1 or 2 servings
Put a 3-pound lobster—in front of someone, and you’ll be amazed at how much one person can eat. The water should be salted, which can be done in three ways: You can cook in seawater, which is nice; you can add seaweed, which is charming (and works); or you can use salt, as most of us do. Other than that, lobsters don’t need much; I used to do melted butter, now just eat them with a tony squeeze of lemon so I can really taste the meat. To serve any number of people, multiply this recipe accordingly.
1 or 2 lobsters, about 3 pounds total
1. Put an inch or so of water in a large pot, bring it to a boil and salt it.
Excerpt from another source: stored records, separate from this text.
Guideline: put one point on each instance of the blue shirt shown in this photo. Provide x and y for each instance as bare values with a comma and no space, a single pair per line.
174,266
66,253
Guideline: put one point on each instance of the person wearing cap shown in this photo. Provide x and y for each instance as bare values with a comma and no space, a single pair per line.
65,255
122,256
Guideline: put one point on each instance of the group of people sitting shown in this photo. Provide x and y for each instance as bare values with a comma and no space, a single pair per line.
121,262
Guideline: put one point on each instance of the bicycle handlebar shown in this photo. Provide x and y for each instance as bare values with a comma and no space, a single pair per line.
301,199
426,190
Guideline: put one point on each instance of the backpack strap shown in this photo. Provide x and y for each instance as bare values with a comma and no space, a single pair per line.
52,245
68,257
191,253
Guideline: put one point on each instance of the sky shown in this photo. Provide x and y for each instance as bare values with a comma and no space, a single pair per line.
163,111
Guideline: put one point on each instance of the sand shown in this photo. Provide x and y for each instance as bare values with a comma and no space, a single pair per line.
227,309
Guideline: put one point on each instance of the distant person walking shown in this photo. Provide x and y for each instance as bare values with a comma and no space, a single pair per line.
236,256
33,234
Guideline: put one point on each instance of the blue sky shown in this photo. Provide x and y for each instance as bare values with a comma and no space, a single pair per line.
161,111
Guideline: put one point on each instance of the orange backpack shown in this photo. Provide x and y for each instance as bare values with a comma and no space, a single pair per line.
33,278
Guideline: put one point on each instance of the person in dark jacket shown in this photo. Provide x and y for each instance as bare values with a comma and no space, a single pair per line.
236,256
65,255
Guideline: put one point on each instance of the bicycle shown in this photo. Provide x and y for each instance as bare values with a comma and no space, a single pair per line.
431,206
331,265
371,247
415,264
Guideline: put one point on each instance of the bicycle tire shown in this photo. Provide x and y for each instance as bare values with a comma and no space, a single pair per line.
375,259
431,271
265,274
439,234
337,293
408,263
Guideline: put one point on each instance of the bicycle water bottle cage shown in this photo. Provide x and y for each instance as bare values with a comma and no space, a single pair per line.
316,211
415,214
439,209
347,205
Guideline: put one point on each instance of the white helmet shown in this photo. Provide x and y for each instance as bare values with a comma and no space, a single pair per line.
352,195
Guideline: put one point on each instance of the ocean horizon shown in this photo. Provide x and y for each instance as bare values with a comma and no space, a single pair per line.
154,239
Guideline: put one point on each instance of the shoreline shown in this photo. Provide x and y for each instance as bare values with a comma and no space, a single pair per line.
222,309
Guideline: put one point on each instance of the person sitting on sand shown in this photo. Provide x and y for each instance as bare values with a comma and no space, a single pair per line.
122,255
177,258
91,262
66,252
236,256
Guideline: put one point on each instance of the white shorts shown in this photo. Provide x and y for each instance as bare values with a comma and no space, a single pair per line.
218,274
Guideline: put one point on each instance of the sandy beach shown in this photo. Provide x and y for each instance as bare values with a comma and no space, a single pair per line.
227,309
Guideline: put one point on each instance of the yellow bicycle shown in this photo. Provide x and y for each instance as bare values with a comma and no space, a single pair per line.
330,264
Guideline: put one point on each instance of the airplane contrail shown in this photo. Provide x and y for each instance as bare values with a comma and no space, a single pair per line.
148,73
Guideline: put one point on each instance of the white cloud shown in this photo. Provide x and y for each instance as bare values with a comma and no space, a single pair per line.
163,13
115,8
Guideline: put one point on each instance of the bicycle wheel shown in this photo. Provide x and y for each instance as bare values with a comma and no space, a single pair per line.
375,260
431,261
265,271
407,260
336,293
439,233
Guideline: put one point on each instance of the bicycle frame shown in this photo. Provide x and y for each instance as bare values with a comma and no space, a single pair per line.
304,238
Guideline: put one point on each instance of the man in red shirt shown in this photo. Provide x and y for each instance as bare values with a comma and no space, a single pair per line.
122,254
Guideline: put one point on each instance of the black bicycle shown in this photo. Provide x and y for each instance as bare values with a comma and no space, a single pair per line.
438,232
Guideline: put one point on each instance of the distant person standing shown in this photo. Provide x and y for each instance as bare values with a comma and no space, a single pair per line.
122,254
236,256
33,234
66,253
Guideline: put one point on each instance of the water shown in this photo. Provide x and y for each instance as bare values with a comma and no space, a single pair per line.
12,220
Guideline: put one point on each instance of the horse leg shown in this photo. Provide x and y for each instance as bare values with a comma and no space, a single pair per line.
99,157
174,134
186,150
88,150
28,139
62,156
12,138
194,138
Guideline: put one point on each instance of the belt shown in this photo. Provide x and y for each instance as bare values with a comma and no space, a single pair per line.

Put lobster in the pot one by one (use tongs— when they don’t try to pinch you, they’re probably dead).
2. Count cooking time from when the water returns to a boil: Cook lobster for about 8 minutes for its first pound and then an additional 3 or 4 minutes per pound thereafter. (Thus a 3-pounder should boil for 15 to 20 minutes.) The foolproof way to check doneness (essential with larger lobsters) is to insert an instant-read thermometer into the tail meat by sliding it in between the underside of the body and the tail joint; lobster is done at 140°F. Drain in a colander for a few minutes and eat, cool and eat later, or remove the meat from the shells to use for something else. (If you’d like to drain the water accumulated in the lobster shell, poke a hole in the crosshairs right behind the eyes, drain out the water and (if you feel like making stock with the leftover shells), save it.